C'est peut-être l'aspect le moins convaincant de la thèse...
Qui tente en effet de démontrer que le socialisme, auquel il faudrait se résoudre par la force des choses, pourrait être viable économiquement et compatible avec une certaine forme de démocratie. Mais pour le coup on a quelque difficulté à suivre. Car on voit mal comment, sur les ruines d'un système amolli par les délices de Capoue, épuisé par les déficits et rongé par la bureaucratie, le socialisme classique, englué dans ses dogmes idéologiques, pourrait apporter une vigueur nouvelle. D'ailleurs Schumpeter ne semble pas vraiment y croire.
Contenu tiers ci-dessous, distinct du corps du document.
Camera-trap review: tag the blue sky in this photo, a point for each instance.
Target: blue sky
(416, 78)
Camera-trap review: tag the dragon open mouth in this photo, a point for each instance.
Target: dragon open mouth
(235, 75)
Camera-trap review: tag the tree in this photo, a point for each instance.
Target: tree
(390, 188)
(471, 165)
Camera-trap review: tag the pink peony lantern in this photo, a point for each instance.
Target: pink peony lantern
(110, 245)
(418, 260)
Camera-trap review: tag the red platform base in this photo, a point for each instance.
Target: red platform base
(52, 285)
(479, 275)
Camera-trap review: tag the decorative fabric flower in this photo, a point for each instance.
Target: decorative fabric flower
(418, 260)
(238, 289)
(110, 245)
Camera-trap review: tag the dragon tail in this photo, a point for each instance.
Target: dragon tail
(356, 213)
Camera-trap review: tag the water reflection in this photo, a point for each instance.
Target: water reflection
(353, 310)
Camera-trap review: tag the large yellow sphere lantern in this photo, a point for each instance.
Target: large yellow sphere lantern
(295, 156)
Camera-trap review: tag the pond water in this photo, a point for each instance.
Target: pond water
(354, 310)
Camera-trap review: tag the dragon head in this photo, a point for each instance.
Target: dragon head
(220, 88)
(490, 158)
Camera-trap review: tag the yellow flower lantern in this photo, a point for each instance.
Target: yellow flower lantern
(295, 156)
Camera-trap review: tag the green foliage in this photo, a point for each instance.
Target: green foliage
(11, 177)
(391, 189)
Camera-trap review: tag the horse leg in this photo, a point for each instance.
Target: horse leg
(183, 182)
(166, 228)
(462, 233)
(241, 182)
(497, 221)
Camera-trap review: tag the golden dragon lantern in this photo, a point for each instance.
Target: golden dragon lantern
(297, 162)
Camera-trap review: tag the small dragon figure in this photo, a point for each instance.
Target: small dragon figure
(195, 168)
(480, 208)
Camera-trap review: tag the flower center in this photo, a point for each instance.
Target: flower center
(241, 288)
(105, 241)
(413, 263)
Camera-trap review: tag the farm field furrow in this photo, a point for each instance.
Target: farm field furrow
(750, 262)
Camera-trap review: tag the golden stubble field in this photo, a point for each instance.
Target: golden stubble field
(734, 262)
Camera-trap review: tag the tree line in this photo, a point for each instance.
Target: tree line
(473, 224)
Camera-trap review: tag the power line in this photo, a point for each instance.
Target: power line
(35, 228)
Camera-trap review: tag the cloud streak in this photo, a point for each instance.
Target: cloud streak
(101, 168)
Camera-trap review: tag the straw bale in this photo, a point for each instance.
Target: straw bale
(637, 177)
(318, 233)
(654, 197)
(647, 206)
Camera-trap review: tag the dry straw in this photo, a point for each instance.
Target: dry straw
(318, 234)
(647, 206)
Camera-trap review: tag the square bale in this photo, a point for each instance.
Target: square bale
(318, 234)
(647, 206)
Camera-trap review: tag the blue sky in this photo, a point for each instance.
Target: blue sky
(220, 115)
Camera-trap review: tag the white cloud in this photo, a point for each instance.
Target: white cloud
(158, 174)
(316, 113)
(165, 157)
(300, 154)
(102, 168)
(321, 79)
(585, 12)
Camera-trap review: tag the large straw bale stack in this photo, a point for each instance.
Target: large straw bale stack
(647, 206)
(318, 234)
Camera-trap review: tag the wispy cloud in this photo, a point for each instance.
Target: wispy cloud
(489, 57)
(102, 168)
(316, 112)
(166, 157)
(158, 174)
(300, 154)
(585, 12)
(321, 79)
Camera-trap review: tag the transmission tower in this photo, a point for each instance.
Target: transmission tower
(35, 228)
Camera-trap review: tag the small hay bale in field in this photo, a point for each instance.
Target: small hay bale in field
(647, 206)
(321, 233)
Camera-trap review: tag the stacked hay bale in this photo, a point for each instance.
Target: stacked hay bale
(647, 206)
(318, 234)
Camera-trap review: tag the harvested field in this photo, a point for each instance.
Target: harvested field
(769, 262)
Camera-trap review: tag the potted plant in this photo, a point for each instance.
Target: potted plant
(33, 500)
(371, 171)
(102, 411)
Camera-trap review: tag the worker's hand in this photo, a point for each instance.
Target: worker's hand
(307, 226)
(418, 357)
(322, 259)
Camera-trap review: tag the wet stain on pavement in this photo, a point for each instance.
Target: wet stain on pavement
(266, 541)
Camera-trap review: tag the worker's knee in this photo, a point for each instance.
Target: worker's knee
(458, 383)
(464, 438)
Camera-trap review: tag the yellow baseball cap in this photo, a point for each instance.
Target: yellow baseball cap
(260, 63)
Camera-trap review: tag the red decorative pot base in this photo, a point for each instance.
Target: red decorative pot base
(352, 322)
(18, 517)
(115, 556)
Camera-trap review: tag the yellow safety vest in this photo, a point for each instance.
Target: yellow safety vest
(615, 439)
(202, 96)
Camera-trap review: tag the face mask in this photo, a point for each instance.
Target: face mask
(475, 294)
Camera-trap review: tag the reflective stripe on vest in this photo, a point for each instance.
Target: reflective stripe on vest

Il se défend avec insistance de souhaiter cette issue, et il ébauche par touches successives, un socialisme assez peu conventionnel, qui n'oublierait pas que « la démocratie moderne est un produit du processus capitaliste », « qui ne serait pas incompatible avec la décentralisation du pouvoir de décision », « qui permettrait d'éviter l'Etat omnipotent », et qui n'exclurait « pas nécessairement l'emploi des mécanismes concurrentiels », voire qui accepterait « qu'une large frange d'activités continue indéfiniment à être le théâtre de combinaisons, de compromis entre le secteur public et le secteur privé ».

En somme, au terme de beaucoup d'expectatives devant ces démonstrations déroutantes, j'en suis arrivé à la conclusion que Schumpeter avait fort bien décrit les mécanismes d'usure et de perversion progressives du capitalisme tels qu'on les voit en action sous nos yeux.
Mais qu'en fait d'évolution inéluctable vers le socialisme, il n'avait fait qu'envisager de manière assez elliptique, un retour à une forme de libéralisme proche de celui des origines, celui du self-government, celui des petits propriétaires, « des détaillants et des petits industriels ». Cette vision a sans doute quelque chose d'utopique mais pourrait contenir également les germes d'une espèce d'humanisme socio-économique, préservant la liberté, la fraternité, et l'égalité, non des conditions, mais des droits et des chances... Tout est question de définition.